A couple of months ago I submitted the *Bear and Hunter* Series first book to a review site. I received an email back within a day.  The email stated the reviewer liked the content and idea but thought the writing needs polishing. Tense problems was one of the editing issues. The reviewer recommended finding a professional editor to give it the needed once over.

Being I have my Bachelor of Arts in English and my co-author has her Master’s we consider ourselves fairly decent editors. Also because there isn’t only one set of eyes we thought more editing mistakes would be caught. Personally I set my Word (I am old school) to find passive voice mistakes.  So we thought we would do a pretty good job and I think overall we did. Yet, I believe our mode was more catch the spelling and the absolute egregious grammar when there was some.

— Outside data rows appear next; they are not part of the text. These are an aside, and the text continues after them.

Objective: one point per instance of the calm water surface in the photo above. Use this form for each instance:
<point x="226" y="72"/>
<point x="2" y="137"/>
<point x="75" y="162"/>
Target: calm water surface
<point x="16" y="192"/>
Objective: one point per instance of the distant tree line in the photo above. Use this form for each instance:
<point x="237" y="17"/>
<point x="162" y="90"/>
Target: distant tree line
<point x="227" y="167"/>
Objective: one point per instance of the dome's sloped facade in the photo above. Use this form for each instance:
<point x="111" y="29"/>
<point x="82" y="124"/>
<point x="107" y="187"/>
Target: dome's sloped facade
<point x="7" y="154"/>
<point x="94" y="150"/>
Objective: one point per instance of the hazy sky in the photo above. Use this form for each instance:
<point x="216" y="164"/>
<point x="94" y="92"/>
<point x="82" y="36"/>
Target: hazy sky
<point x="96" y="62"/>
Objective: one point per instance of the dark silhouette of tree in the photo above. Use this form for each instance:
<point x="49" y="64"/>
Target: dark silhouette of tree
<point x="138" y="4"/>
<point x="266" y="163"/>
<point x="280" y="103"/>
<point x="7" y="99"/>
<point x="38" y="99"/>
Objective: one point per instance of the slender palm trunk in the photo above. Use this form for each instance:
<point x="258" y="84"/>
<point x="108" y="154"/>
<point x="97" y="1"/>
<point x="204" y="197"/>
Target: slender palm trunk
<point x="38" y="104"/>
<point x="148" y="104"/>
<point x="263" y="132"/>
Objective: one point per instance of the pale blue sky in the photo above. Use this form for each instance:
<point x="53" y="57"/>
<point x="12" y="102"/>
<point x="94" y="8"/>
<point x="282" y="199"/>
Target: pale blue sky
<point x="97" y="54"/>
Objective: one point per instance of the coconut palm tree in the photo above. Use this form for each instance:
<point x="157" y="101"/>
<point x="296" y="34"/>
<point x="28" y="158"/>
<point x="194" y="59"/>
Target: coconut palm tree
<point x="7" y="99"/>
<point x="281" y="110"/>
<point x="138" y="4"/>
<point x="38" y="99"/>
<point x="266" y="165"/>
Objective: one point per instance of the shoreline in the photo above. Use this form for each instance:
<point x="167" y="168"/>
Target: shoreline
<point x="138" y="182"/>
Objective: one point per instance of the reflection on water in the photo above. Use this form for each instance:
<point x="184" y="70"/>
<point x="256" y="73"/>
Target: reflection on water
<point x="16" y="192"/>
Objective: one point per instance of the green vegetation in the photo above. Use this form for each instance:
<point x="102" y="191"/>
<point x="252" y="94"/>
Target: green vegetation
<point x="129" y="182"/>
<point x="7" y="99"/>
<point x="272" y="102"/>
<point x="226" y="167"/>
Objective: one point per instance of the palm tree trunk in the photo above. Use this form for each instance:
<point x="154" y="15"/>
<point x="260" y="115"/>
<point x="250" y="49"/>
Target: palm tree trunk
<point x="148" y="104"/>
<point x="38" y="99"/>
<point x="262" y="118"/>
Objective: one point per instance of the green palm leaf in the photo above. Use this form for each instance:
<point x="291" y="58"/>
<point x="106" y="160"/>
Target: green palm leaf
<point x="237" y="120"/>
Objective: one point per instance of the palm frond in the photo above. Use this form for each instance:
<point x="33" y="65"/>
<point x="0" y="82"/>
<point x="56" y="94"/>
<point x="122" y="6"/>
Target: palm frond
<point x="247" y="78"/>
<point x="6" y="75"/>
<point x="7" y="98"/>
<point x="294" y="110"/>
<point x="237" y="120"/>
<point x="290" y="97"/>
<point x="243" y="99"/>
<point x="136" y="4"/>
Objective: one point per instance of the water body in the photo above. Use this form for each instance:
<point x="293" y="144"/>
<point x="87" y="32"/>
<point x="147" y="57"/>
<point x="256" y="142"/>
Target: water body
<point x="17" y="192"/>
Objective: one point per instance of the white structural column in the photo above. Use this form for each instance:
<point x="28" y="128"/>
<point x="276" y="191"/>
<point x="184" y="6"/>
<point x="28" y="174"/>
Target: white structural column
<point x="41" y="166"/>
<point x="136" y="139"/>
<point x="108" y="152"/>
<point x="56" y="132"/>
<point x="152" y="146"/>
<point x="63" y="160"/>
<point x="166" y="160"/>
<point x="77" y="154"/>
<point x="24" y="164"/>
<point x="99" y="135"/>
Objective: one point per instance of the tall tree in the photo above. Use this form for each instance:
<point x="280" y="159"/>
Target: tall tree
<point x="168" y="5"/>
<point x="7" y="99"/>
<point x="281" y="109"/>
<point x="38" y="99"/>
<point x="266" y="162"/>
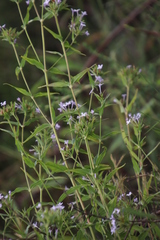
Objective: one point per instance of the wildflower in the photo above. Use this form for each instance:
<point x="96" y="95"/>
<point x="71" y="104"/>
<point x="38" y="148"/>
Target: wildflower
<point x="129" y="194"/>
<point x="39" y="205"/>
<point x="124" y="96"/>
<point x="1" y="196"/>
<point x="57" y="2"/>
<point x="53" y="137"/>
<point x="82" y="24"/>
<point x="56" y="233"/>
<point x="75" y="11"/>
<point x="59" y="206"/>
<point x="66" y="142"/>
<point x="38" y="110"/>
<point x="46" y="3"/>
<point x="135" y="200"/>
<point x="92" y="111"/>
<point x="113" y="220"/>
<point x="67" y="106"/>
<point x="3" y="26"/>
<point x="99" y="79"/>
<point x="3" y="103"/>
<point x="99" y="67"/>
<point x="71" y="204"/>
<point x="35" y="225"/>
<point x="129" y="66"/>
<point x="82" y="115"/>
<point x="87" y="33"/>
<point x="57" y="126"/>
<point x="134" y="118"/>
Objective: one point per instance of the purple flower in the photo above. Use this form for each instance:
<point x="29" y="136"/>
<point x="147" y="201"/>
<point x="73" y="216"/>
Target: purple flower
<point x="75" y="11"/>
<point x="59" y="206"/>
<point x="99" y="79"/>
<point x="113" y="220"/>
<point x="3" y="103"/>
<point x="38" y="110"/>
<point x="87" y="33"/>
<point x="82" y="24"/>
<point x="57" y="126"/>
<point x="58" y="2"/>
<point x="46" y="3"/>
<point x="99" y="67"/>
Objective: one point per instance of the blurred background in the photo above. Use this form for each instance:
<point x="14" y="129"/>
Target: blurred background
<point x="121" y="33"/>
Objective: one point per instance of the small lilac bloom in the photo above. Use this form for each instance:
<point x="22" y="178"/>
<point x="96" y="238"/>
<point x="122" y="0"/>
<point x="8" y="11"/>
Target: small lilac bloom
<point x="56" y="233"/>
<point x="53" y="136"/>
<point x="59" y="206"/>
<point x="91" y="91"/>
<point x="3" y="103"/>
<point x="35" y="225"/>
<point x="99" y="79"/>
<point x="1" y="196"/>
<point x="129" y="66"/>
<point x="135" y="200"/>
<point x="83" y="13"/>
<point x="92" y="111"/>
<point x="39" y="205"/>
<point x="124" y="96"/>
<point x="57" y="126"/>
<point x="38" y="110"/>
<point x="87" y="33"/>
<point x="2" y="27"/>
<point x="75" y="11"/>
<point x="82" y="24"/>
<point x="46" y="3"/>
<point x="113" y="220"/>
<point x="129" y="194"/>
<point x="58" y="2"/>
<point x="100" y="89"/>
<point x="99" y="67"/>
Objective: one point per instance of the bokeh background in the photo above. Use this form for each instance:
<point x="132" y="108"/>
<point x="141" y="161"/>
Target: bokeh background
<point x="110" y="43"/>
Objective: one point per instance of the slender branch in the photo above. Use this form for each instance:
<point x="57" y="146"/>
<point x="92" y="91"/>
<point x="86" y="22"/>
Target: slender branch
<point x="93" y="58"/>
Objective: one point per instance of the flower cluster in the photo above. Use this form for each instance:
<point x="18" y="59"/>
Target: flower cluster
<point x="135" y="118"/>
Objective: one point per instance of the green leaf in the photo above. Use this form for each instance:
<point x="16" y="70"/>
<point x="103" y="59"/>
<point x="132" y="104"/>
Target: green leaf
<point x="21" y="90"/>
<point x="55" y="167"/>
<point x="55" y="35"/>
<point x="78" y="77"/>
<point x="57" y="84"/>
<point x="34" y="62"/>
<point x="28" y="162"/>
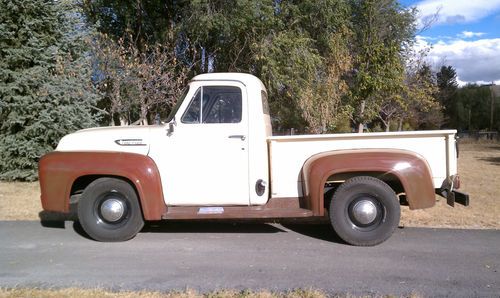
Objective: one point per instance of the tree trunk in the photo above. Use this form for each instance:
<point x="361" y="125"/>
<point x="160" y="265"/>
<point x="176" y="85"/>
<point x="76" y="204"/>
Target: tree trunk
<point x="361" y="111"/>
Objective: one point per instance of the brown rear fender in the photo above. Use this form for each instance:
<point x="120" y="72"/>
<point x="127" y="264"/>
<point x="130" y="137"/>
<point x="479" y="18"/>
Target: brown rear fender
<point x="410" y="168"/>
<point x="59" y="170"/>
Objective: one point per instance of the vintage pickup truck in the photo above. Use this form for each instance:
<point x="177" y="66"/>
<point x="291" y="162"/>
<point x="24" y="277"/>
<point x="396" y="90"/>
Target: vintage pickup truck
<point x="215" y="158"/>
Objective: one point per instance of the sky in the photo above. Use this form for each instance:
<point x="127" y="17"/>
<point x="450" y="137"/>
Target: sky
<point x="464" y="34"/>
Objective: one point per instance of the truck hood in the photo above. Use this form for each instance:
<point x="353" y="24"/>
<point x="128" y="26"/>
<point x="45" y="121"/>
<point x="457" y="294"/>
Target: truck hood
<point x="134" y="139"/>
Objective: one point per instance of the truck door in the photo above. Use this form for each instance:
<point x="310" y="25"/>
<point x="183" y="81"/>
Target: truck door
<point x="209" y="160"/>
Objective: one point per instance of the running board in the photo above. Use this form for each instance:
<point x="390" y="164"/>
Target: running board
<point x="285" y="208"/>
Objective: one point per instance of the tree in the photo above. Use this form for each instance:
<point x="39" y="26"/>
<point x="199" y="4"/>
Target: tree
<point x="45" y="87"/>
<point x="136" y="85"/>
<point x="447" y="84"/>
<point x="382" y="29"/>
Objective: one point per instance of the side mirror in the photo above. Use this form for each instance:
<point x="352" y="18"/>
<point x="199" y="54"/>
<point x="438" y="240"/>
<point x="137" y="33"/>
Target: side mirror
<point x="171" y="125"/>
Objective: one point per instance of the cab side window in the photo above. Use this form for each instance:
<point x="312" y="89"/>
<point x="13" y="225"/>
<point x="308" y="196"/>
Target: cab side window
<point x="214" y="104"/>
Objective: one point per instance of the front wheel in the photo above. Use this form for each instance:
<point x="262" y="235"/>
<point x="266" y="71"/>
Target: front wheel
<point x="364" y="211"/>
<point x="109" y="210"/>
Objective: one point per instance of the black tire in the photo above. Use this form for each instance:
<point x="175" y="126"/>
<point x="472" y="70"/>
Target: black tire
<point x="118" y="224"/>
<point x="364" y="211"/>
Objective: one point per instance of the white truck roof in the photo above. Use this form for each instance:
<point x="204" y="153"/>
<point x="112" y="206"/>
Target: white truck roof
<point x="244" y="78"/>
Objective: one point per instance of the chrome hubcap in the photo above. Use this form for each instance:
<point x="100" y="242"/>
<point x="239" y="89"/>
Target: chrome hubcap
<point x="364" y="212"/>
<point x="112" y="210"/>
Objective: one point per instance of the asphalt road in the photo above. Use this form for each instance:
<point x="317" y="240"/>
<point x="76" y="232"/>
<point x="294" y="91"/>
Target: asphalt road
<point x="211" y="256"/>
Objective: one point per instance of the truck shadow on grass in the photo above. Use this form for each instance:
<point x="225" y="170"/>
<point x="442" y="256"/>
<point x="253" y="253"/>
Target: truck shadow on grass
<point x="492" y="160"/>
<point x="318" y="231"/>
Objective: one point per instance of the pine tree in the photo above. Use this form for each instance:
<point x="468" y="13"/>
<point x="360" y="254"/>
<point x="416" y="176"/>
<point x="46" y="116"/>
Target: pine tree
<point x="45" y="85"/>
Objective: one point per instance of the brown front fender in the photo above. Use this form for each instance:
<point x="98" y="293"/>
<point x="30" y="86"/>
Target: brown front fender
<point x="410" y="168"/>
<point x="59" y="170"/>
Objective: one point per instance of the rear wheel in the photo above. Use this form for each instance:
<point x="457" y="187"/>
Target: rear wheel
<point x="109" y="210"/>
<point x="364" y="211"/>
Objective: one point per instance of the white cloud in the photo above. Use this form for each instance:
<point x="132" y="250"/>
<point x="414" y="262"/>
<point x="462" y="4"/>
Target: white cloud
<point x="475" y="61"/>
<point x="456" y="11"/>
<point x="470" y="34"/>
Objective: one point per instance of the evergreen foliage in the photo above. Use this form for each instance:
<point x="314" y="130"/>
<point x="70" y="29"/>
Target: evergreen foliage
<point x="45" y="88"/>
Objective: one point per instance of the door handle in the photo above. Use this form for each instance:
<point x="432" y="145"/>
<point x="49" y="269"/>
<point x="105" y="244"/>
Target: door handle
<point x="242" y="137"/>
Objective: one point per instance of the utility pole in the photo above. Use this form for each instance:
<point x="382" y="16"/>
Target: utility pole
<point x="492" y="105"/>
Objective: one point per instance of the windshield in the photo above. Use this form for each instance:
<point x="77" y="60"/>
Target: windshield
<point x="177" y="105"/>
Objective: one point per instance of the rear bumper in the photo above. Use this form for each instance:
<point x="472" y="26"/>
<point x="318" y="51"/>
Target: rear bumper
<point x="448" y="191"/>
<point x="455" y="196"/>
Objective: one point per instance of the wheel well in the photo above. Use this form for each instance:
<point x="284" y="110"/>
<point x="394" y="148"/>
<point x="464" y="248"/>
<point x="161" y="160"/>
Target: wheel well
<point x="334" y="181"/>
<point x="82" y="182"/>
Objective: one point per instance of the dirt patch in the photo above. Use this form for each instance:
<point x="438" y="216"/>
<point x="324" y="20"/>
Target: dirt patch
<point x="94" y="293"/>
<point x="479" y="168"/>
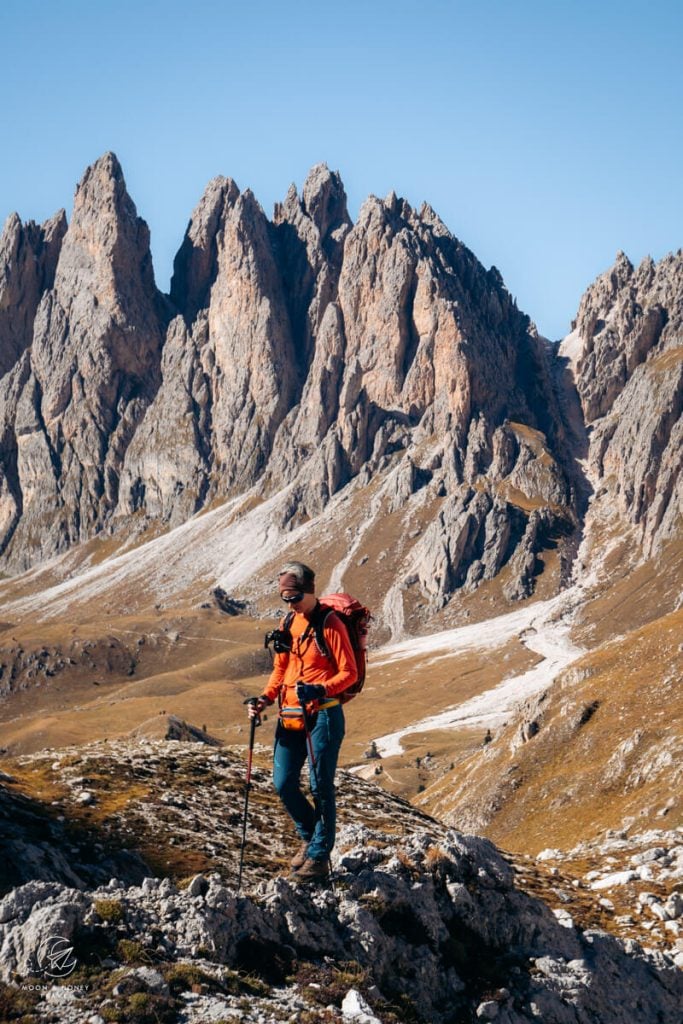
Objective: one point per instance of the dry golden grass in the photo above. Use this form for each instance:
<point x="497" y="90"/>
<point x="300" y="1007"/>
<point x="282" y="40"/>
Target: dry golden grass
<point x="569" y="780"/>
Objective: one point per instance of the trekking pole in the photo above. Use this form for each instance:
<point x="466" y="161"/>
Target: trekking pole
<point x="256" y="720"/>
<point x="316" y="795"/>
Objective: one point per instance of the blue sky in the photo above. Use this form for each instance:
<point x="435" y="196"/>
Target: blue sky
<point x="547" y="135"/>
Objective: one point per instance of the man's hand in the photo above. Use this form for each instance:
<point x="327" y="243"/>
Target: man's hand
<point x="310" y="691"/>
<point x="256" y="706"/>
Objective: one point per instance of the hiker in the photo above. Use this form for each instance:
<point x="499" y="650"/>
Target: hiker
<point x="303" y="675"/>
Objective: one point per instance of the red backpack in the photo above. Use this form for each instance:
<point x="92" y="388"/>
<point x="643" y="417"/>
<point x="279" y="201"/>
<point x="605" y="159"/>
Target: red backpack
<point x="356" y="620"/>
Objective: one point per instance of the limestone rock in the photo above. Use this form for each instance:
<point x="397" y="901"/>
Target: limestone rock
<point x="28" y="260"/>
<point x="627" y="359"/>
<point x="94" y="367"/>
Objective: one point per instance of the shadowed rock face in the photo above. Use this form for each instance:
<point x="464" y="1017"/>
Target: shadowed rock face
<point x="311" y="352"/>
<point x="629" y="373"/>
<point x="91" y="370"/>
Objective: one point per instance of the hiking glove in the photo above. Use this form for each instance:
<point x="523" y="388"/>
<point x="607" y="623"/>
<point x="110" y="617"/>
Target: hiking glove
<point x="310" y="691"/>
<point x="256" y="705"/>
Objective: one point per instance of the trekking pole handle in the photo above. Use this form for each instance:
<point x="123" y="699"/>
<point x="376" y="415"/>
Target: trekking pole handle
<point x="256" y="719"/>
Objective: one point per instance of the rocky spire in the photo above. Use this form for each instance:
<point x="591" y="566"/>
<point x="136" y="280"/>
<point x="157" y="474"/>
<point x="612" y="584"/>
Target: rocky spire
<point x="630" y="381"/>
<point x="94" y="367"/>
<point x="196" y="265"/>
<point x="28" y="261"/>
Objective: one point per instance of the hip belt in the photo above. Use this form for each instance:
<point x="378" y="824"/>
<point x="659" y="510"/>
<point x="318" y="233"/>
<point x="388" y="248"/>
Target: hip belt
<point x="292" y="717"/>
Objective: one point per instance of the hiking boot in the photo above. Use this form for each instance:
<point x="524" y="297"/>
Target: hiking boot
<point x="300" y="856"/>
<point x="313" y="869"/>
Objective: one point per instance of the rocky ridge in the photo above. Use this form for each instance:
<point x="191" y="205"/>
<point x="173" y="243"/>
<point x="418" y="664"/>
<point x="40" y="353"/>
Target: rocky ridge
<point x="306" y="349"/>
<point x="626" y="352"/>
<point x="425" y="924"/>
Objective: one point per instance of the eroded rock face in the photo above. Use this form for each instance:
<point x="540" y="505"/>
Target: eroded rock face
<point x="92" y="370"/>
<point x="439" y="928"/>
<point x="313" y="352"/>
<point x="627" y="351"/>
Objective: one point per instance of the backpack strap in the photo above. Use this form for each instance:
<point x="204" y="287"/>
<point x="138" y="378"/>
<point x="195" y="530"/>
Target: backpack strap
<point x="317" y="621"/>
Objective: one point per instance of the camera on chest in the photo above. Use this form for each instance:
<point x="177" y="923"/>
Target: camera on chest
<point x="281" y="640"/>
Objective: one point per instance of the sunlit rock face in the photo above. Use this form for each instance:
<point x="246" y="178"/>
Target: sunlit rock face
<point x="310" y="353"/>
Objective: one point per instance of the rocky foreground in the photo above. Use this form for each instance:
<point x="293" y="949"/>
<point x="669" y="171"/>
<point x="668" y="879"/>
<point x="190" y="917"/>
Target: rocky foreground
<point x="422" y="923"/>
<point x="417" y="931"/>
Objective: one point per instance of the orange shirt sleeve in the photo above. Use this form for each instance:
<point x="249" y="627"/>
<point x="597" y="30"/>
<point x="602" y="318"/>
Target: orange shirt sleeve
<point x="339" y="645"/>
<point x="276" y="677"/>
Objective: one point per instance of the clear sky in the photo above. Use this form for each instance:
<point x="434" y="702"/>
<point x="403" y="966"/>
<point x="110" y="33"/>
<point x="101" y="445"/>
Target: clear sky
<point x="547" y="134"/>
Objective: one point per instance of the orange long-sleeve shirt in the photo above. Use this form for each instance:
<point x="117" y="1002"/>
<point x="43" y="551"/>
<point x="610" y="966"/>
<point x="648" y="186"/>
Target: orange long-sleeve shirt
<point x="306" y="664"/>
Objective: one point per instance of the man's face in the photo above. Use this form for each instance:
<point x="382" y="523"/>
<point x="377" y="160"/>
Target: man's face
<point x="292" y="597"/>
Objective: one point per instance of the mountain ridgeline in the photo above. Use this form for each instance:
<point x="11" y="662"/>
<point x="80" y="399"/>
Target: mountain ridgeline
<point x="308" y="351"/>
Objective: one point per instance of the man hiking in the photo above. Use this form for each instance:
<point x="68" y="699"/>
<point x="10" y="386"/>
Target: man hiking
<point x="305" y="678"/>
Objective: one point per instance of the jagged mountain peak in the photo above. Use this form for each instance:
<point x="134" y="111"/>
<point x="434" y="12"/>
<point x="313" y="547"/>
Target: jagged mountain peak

Fortunately I know a woman who is a professional editor.  She told me her prices and asked what type of editing needed to be done. Because she is a friend of mine she offered to look over the first chapter for free. She disagreed about it having a tense problem but she was concerned about changing between two perspectives. She felt it confused the reader. On my character’s perspective my friend described my problem as “distance,” moving in and out, being in Katnes’ head and then outside of Katnes’ head.

With these brief oral notes I went through the suggestions with my co-author and we found Google Docs was a better alternative in editing (again old school). After talking about it for some time my Harlow Hunter hit upon what was actually wrong with my writing–it is passive. She also agreed about the two person perspective and we are working on a way to fix this problem.

I began the process of editing. This mean almost a complete rewrite and then, of course, republishing the new writing. Harlow Hunter is editing as well. Between the two of us, with this new perspective on editing needed, we will be able to improve our past writings and better our future writings.

While starting this process I began to think about why I write in the passive voice in the first place. I am good at public speaking. Public speaking many times is a call to action or a persuasive argument. Neither of these can be accomplished using passive voice. Many say I have teaching and leadership qualities. These qualities, as with public speaking point to a strong, active voice.

However, I am also a negotiator and I like to compromise and help people find compromise. There are times where I uncertain of myself, like all people, especially when faced with an unknown situation. So the passive voice sneaks into my syntax. People are more likely to listen to you if you speak in a way not perceived as telling them what to do. Giving people choices helps in situations where neither party wants to give ground. The passive voice can, therefore, have a use and in some cases (because the English Language is ridiculous at times) is the only way a sentence makes sense.

Outside of my personal use passive voice can set a tone, the personality of the character you are writing. If you want a character to come across as weak, frighten, uncertain the passive voice can help shape those traits.

In my case Katnes is not any of those. So rewrite/edit it is. After all the *Bear and Hunter Series* is the story of two strong women and the adversities they face–which can’t be solved using the passive voice.